Başka deneyen olmuş mudur bilmiyorum, dilimize İmamın Öldürülüşü olarak tercüme edilmiş olan Barney Desai ve Cardiff Marney ikilisinin kitabını sahneye uyarlamıştık. Galiba 1989 yılıydı. Lise öğrencisiydik. İmamın Öldürülüşü, Yeryüzü Yayınları'nın seksenli yıllardaki öncü yayıncılığının geride bıraktığı çarpıcı kitaplardan biriydi. Kitap, Güney Afrika'da, ırkçı rejim altında ezilen ve melezlerden oluşan Müslüman topluma altmışlı yıllarda liderlik etmiş ve nihayetinde işkence altında can vermiş olan İmam Abdullah Harun'un dramatik öyküsünü anlatıyordu. Abdullah Harun'un yaşadığı yıllarda, Hollanda ve İngiliz sömürgesinin devamı olan bir rejimin varlığı Güney Afrika devletini, siyasi olarak tam anlamıyla olmasa bile sosyo-kültürel olarak Batı'nın bir parçası yapıyordu. İngilizce konuşuluyor, Güney Afrika okulları Batı'daki önemli okullara muadil sayılıyor, bir kıta ve bazı büyük sularla ayrıldığı Batı dünyasına kültürel köprülerle yeniden bağlanıyordu. Bugün bile Cape Town'daki beyazlara ait bir semti herhangi bir Hollanda kasabasından ayırmak mümkün değildir.

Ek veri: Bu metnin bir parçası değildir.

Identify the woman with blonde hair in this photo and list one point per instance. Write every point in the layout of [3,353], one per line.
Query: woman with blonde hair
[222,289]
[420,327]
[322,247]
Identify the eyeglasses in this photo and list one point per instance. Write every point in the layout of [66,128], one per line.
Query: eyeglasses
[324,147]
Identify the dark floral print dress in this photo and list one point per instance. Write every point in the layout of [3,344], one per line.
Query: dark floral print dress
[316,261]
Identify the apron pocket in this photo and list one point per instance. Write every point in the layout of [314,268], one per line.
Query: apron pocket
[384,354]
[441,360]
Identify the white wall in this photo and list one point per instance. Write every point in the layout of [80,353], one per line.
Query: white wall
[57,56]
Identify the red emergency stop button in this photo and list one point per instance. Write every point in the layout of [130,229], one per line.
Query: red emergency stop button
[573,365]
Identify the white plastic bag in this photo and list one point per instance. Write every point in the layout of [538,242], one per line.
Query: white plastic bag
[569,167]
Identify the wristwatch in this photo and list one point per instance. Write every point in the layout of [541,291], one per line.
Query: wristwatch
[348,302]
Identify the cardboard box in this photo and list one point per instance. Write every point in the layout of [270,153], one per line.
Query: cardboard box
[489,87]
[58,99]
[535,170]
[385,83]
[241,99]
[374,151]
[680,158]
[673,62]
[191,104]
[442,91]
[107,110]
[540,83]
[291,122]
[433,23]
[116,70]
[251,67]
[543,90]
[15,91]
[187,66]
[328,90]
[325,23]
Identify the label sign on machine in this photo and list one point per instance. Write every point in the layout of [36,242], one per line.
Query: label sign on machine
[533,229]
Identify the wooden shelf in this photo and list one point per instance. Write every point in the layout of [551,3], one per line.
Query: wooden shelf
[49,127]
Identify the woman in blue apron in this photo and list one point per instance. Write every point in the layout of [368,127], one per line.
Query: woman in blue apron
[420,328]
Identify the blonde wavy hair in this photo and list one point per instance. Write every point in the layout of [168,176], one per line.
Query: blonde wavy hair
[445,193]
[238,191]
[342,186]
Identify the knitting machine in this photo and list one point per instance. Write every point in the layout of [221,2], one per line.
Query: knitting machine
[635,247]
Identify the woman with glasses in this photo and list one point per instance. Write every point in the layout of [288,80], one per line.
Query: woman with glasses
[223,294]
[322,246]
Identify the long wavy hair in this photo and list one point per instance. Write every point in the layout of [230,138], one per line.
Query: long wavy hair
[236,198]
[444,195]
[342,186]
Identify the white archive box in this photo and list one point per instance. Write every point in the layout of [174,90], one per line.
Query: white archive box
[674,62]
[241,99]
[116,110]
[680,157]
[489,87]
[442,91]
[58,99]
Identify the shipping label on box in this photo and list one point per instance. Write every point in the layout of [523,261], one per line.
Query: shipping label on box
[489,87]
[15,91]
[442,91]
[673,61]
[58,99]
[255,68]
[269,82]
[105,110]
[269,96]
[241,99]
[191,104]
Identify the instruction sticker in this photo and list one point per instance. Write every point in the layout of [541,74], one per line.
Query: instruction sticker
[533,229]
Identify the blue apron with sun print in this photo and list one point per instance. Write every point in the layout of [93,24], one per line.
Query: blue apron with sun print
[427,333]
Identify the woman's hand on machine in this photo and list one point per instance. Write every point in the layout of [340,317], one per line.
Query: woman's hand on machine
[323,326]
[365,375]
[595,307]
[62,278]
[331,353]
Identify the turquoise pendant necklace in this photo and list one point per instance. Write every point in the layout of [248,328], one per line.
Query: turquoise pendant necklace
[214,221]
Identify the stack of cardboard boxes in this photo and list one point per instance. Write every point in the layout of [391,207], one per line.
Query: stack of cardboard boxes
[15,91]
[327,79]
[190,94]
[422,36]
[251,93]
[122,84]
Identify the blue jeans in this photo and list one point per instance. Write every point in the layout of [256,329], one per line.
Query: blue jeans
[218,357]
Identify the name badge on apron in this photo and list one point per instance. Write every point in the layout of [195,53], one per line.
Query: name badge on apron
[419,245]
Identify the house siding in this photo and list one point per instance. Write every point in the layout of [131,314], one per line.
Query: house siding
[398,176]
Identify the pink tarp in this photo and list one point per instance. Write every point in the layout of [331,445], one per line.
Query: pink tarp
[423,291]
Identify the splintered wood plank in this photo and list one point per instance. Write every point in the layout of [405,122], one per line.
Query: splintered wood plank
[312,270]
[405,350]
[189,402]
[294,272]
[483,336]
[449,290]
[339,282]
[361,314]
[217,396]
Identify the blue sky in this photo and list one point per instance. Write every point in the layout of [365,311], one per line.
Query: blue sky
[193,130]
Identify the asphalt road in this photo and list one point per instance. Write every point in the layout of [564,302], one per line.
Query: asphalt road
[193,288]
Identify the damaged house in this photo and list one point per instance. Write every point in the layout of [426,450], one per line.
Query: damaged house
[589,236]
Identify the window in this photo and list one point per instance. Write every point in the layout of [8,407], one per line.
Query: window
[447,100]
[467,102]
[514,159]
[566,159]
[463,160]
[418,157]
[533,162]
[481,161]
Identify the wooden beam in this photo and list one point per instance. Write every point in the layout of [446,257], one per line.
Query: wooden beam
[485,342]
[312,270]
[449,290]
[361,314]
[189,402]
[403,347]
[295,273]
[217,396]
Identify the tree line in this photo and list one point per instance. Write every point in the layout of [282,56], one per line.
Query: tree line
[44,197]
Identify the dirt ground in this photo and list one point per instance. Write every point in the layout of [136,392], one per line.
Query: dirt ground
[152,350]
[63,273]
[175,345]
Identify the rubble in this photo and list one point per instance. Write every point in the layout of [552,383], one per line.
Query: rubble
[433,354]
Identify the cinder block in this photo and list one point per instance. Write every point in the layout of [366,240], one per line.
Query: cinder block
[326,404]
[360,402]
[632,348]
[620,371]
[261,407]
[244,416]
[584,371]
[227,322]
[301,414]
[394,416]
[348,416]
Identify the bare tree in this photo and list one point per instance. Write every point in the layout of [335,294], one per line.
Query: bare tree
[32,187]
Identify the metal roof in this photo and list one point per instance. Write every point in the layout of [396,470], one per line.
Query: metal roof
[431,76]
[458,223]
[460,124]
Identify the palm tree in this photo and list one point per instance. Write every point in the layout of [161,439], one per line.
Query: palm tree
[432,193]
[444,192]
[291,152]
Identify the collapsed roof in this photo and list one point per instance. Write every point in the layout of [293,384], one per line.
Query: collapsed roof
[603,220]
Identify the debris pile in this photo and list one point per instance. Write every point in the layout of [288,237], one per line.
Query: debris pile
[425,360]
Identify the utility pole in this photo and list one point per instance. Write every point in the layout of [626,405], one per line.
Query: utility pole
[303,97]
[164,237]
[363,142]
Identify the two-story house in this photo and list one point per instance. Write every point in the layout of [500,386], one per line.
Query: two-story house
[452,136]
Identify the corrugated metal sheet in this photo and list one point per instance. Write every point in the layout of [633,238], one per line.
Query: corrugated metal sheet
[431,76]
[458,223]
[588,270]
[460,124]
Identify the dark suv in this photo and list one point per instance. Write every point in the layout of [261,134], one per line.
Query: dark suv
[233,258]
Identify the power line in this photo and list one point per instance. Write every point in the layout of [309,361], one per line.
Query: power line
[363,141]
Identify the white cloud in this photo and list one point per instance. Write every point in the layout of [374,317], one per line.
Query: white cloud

Batılı yaşam tarzının getirdiği alışkanlıklar siyahilere ve melezlere de egemendi. İmam, böyle bir toplumda, yüzde bir gibi azınlık halindeki ve üstelik eğer bir İslam dünyasından bahsedilebilirse ondan alabildiğine uzak bir topluluğa sesleniyordu. Sempatikti, Arapça bilgisi dikkat çekiciydi, örgütleme yeteneği barizdi, sinemaya meraklıydı ve amatör bir rugby oyuncusuydu. Şimdi tekrar bakınca, bu kitabın sahneye uyarlanmasının çok da zor olmadığını görüyorum ama biz daha çok, kitapta zaten diyaloglar biçiminde verilmiş olan sorgu sahnelerine bel bağlamıştık. Sinsi Binbaşı Genis ile acımasız ve mankafa detektif Spyker'ın, İmam Harun'u sorguladıkları sahnelere.
" HARUN: Aleyhimde bir iddia varsa dava açılmasını istiyorum. Tek başımayım ve bütün sorumluluğu kabul ediyorum. SPYKER: Adi bir yalancısın sen! Foyan meydana çıktı! Alçak bir tedhişçisin! HARUN: Madem öyle neden dava açmıyorsunuz? GENİS: Adları alıncaya kadar dava meselesi yok. SPYKER: Adlar, adi Malay piçi, adlar! HARUN: Hiçbir ad bilmiyorum. Tek başımaydım. GENİS: Buradan özgür bir adam olarak çıkabilirsiniz adları verirseniz; aksi halde içerde tıkılı kalacaksınız, o kadar. SPYKER: Konuşmazsan buradan tabutun çıkar! Seninle oyun oynamaktan bıktık, kara domuz!"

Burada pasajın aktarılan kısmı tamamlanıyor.